The Toyota F1 engine revved to 18,000 rpm and had a 2.72:1 rod ratio!

So this longer rod, higher rod:stroke ratio seems awesome.  Why aren’t all engines built this way?  Well, not all engines are race engines that only operate in the upper rpm range.  The lower piston acceleration that benefits volumetric efficiency at higher rpms can hurt it at lower rpms.  The port velocity can become too low in the lower rpm range reducing exhaust scavenging effects thereby hurting volumetric efficiency resulting in gutless bottom end torque.  This does not make for a very good daily driver stuck in stop and go traffic.  As the saying goes, there’s no free lunch!  Also, just like when designing intake manifolds, exhaust manifolds, and cams, optimizing for one part of the rev band generally hurts the opposite end.  But what we learned is that the rod:stroke ratio is another variable that can be optimized to improve performance.

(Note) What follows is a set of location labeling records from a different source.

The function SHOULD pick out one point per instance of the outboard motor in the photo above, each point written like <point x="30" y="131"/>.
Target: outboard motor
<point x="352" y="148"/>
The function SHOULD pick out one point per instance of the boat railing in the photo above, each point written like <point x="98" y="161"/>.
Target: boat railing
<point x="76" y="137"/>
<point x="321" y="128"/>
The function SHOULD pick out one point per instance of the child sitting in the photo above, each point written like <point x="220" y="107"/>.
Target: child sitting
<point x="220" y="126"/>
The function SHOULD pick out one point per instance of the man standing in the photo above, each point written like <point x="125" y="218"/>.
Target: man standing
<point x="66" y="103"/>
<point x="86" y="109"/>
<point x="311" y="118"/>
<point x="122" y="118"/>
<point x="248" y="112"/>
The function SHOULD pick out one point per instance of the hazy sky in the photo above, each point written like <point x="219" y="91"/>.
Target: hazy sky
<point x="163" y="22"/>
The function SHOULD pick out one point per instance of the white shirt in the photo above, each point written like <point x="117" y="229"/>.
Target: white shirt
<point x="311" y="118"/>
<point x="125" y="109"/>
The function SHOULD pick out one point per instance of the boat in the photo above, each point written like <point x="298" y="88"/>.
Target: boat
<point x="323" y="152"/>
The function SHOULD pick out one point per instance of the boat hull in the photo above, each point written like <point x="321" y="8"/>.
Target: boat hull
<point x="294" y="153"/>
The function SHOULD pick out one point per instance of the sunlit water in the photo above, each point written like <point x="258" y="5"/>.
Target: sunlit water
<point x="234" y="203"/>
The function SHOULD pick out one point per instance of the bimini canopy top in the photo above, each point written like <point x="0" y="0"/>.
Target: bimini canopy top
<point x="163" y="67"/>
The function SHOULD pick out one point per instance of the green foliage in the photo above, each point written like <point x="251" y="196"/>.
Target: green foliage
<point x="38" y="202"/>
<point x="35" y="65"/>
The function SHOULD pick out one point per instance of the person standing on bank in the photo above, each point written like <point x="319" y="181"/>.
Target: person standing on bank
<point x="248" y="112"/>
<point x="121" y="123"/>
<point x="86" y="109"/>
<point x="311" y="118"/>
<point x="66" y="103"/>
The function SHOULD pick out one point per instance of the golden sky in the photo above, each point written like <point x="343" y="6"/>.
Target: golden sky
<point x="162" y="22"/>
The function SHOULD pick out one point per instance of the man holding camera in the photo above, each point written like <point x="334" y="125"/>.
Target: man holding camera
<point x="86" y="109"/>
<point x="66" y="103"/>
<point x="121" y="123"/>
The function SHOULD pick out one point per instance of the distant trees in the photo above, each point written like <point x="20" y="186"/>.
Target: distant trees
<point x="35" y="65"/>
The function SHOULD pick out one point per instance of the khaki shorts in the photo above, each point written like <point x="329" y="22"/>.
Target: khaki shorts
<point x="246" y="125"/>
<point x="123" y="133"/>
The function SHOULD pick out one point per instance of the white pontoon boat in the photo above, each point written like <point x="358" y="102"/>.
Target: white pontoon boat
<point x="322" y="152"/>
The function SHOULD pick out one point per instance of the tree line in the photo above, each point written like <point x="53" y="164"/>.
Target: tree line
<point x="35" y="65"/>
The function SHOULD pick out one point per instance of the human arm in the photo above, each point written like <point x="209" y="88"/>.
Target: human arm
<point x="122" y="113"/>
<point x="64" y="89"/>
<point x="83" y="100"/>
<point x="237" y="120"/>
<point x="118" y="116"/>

When modifying production engines to run longer rods, it is often necessary to cut the piston pin bore into the oil ring.  Some people say that this increases oil consumption and speeds ring wear but we have found this not to be the case on our engines.  Look for future MotoIQ engine build articles with long rods!



  1. I know one F1 engine manufacturer with a ratio of 3.2 and the connecting rod weighs 2 gram less than a clearly shorter connecting rod of a competitor.

    1. The current 1.6L turbo era? I’m curious if one did better fatigue life calculations than the other, allowing them to go lighter.

  2. No, both are from the V8 era?  If you are interested in getting more information, where can I contact you? I don’t want to post such information online.